Noch auf Platz drei, der am Saisonende eventuell eine Relegation bedeuten könnte, schielt die SG Oestereiden/Effeln. Trainer Goran Stojanovski: „Dazu müssten wir unsere restlichen Spiele aber alle gewinnen.“ Aktuell trennen die heimische SG nur drei Punkte von diesem Rang. Stojanovski erwartet eine komplizierte Aufgabe für seine Mannschaft in Sichtigvor: „Asche und ein Gegner, der viel mit langen Bällen operiert. Das wird nicht einfach.“ Bis auf Klein (verletzt) und Kaup (gesperrt) kann die SG aus dem Vollen schöpfen.

Germania Esbeck - TuS Belecke (Sonntag, 15 Uhr; Hinspiel 4:7). In Belecke bleibt man trotz eines Sechs-Punkte-Vorsprungs auf einen Nichtaufstiegsplatz weiterhin bescheiden.
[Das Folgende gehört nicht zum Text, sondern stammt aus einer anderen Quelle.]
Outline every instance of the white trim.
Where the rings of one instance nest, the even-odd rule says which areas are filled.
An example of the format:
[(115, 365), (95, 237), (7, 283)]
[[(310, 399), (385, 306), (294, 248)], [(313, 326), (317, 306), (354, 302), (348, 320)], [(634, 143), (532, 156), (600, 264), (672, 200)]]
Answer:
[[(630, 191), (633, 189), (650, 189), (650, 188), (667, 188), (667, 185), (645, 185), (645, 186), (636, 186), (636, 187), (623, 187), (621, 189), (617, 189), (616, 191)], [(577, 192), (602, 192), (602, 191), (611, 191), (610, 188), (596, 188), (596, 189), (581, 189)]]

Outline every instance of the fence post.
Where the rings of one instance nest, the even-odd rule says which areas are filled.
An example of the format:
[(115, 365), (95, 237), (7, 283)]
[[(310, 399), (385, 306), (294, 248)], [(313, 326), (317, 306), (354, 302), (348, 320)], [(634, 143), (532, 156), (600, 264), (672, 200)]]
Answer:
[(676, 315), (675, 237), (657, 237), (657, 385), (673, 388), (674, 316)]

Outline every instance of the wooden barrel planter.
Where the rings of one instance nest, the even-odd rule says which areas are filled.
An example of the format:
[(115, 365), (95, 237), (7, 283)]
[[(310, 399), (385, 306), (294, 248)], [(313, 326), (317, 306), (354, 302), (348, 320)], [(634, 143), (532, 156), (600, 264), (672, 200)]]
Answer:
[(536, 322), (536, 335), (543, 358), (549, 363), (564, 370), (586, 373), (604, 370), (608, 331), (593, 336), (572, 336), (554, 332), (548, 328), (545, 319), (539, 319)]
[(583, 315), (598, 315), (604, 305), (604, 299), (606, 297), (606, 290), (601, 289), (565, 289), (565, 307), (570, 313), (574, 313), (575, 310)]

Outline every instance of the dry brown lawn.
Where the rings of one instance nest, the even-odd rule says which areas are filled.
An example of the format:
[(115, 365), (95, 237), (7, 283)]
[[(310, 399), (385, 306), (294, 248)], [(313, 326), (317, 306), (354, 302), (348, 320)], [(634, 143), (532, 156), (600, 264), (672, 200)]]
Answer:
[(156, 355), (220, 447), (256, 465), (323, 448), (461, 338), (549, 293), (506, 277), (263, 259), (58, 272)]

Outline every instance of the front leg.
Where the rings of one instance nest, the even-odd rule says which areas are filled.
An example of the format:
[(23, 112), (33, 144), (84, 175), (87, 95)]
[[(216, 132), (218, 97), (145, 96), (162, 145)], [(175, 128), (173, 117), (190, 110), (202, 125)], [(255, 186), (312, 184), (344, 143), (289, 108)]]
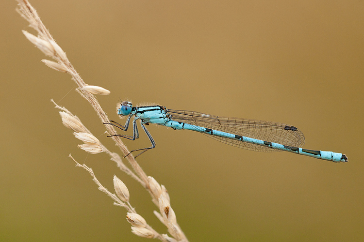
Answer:
[(126, 122), (125, 122), (125, 126), (117, 123), (115, 121), (113, 121), (112, 120), (110, 120), (110, 122), (109, 123), (103, 122), (102, 123), (103, 123), (104, 124), (110, 124), (111, 125), (113, 125), (114, 127), (116, 127), (118, 129), (121, 129), (123, 131), (126, 131), (127, 130), (128, 130), (128, 128), (129, 127), (130, 122), (130, 116), (129, 116), (128, 117), (128, 119), (126, 120)]
[[(128, 120), (130, 120), (130, 117), (129, 118), (128, 118)], [(127, 129), (128, 126), (127, 126), (127, 124), (128, 125), (128, 126), (129, 126), (129, 121), (127, 121), (127, 123), (125, 124), (126, 128)], [(110, 124), (111, 124), (112, 125), (114, 125), (112, 123), (110, 123)], [(125, 131), (126, 130), (124, 131)], [(132, 136), (125, 136), (123, 135), (114, 135), (112, 136), (108, 136), (108, 137), (112, 137), (113, 136), (117, 136), (118, 137), (121, 137), (122, 138), (127, 138), (128, 139), (130, 139), (131, 140), (135, 140), (136, 138), (138, 138), (139, 132), (138, 131), (138, 127), (136, 126), (136, 120), (135, 119), (134, 119), (134, 120), (133, 120), (132, 121)]]

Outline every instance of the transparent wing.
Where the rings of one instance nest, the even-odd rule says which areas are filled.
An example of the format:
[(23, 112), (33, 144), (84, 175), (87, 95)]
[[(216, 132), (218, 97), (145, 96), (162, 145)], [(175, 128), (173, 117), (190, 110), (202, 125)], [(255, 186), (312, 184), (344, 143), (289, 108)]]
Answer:
[[(305, 143), (303, 134), (297, 128), (283, 123), (239, 118), (218, 117), (194, 111), (168, 109), (172, 120), (265, 141), (300, 147)], [(201, 129), (202, 131), (202, 129)], [(263, 152), (280, 151), (238, 140), (202, 134), (223, 143)]]

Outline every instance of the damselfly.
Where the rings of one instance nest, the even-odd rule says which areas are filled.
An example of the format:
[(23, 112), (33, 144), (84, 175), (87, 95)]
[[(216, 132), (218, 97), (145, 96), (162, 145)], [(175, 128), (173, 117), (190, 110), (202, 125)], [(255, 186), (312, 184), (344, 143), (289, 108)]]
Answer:
[(297, 128), (283, 123), (260, 120), (218, 117), (193, 111), (172, 110), (154, 105), (132, 106), (132, 103), (120, 104), (118, 114), (128, 116), (124, 126), (110, 121), (108, 123), (126, 131), (130, 120), (132, 122), (132, 136), (115, 135), (134, 140), (139, 138), (136, 121), (140, 121), (142, 128), (149, 138), (151, 146), (132, 151), (143, 151), (135, 156), (155, 147), (155, 142), (145, 125), (155, 123), (173, 129), (197, 131), (225, 144), (237, 147), (263, 152), (286, 151), (296, 154), (334, 162), (347, 162), (347, 157), (341, 153), (313, 151), (300, 148), (305, 143), (303, 134)]

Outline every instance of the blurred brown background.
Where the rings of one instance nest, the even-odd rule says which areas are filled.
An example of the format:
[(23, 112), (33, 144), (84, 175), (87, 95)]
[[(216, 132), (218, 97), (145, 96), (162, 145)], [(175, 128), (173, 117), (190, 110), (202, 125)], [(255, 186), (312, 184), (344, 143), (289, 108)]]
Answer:
[[(98, 97), (110, 118), (129, 98), (276, 121), (298, 127), (305, 148), (348, 156), (257, 152), (149, 126), (157, 148), (138, 160), (168, 189), (190, 241), (364, 240), (363, 0), (31, 3), (85, 82), (111, 91)], [(147, 241), (69, 153), (110, 190), (121, 179), (132, 204), (166, 233), (138, 183), (105, 155), (77, 149), (51, 98), (118, 151), (70, 76), (40, 62), (16, 6), (0, 10), (0, 241)], [(125, 143), (149, 144), (142, 133)]]

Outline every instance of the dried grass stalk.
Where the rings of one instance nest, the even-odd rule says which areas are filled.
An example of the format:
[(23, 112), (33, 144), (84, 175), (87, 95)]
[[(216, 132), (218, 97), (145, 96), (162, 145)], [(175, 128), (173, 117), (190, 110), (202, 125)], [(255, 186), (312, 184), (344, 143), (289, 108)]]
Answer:
[[(43, 60), (42, 62), (54, 70), (70, 75), (72, 79), (78, 86), (77, 91), (92, 106), (101, 121), (103, 123), (108, 123), (107, 115), (101, 108), (94, 94), (107, 94), (110, 91), (100, 87), (86, 84), (67, 58), (66, 53), (57, 44), (42, 22), (35, 9), (27, 0), (17, 0), (18, 6), (17, 9), (18, 13), (29, 23), (29, 26), (35, 30), (37, 34), (37, 36), (35, 36), (23, 30), (24, 35), (47, 56), (51, 58), (54, 60)], [(132, 232), (139, 236), (157, 238), (165, 242), (187, 242), (187, 238), (177, 223), (176, 214), (170, 206), (169, 196), (165, 186), (160, 185), (152, 177), (148, 177), (132, 154), (126, 157), (132, 170), (129, 169), (124, 164), (120, 156), (110, 151), (83, 125), (77, 116), (73, 115), (65, 107), (60, 106), (53, 102), (56, 108), (62, 110), (60, 112), (60, 115), (63, 124), (75, 131), (75, 136), (84, 142), (83, 144), (79, 146), (80, 148), (91, 153), (100, 152), (106, 153), (110, 156), (112, 160), (116, 163), (121, 170), (134, 178), (146, 188), (150, 195), (152, 201), (159, 208), (160, 213), (154, 212), (155, 214), (167, 227), (173, 238), (166, 234), (161, 234), (157, 232), (148, 225), (141, 216), (136, 213), (129, 203), (129, 190), (121, 180), (116, 177), (114, 178), (114, 186), (116, 195), (111, 193), (96, 179), (90, 168), (85, 165), (80, 164), (70, 155), (70, 157), (76, 163), (76, 166), (84, 168), (90, 173), (94, 181), (98, 185), (99, 190), (111, 197), (114, 201), (114, 204), (123, 207), (127, 210), (129, 212), (127, 219), (132, 226)], [(112, 136), (116, 134), (113, 126), (105, 125), (105, 128), (108, 135)], [(113, 136), (112, 138), (124, 155), (129, 153), (129, 151), (120, 137)]]

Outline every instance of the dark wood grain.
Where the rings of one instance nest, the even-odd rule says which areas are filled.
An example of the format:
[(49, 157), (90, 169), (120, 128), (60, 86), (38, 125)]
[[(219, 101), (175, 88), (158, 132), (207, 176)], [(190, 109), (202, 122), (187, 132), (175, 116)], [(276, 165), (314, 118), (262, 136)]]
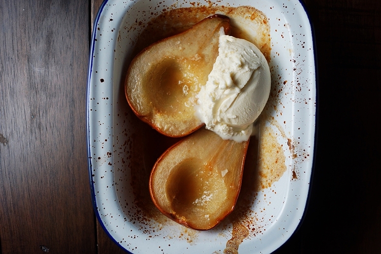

Trainer Achim Rafalcik: „Wir gucken weiter nur von Spiel zu Spiel. Esbeck am Sonntag wird ziemlich unangenehm. Wir fahren dennoch dahin, um zu gewinnen. Ich würde gerne mit diesem Punkte-Vorsprung ins Spiel gegen Stirpe gehen.“

Beim TuS fehlen am Sonntag: Jörg Prasnik (Urlaub), Christian Griese (verletzt und Urlaub) und Jens Kellerhoff (Saison wegen Verletzung vorzeitig beendet).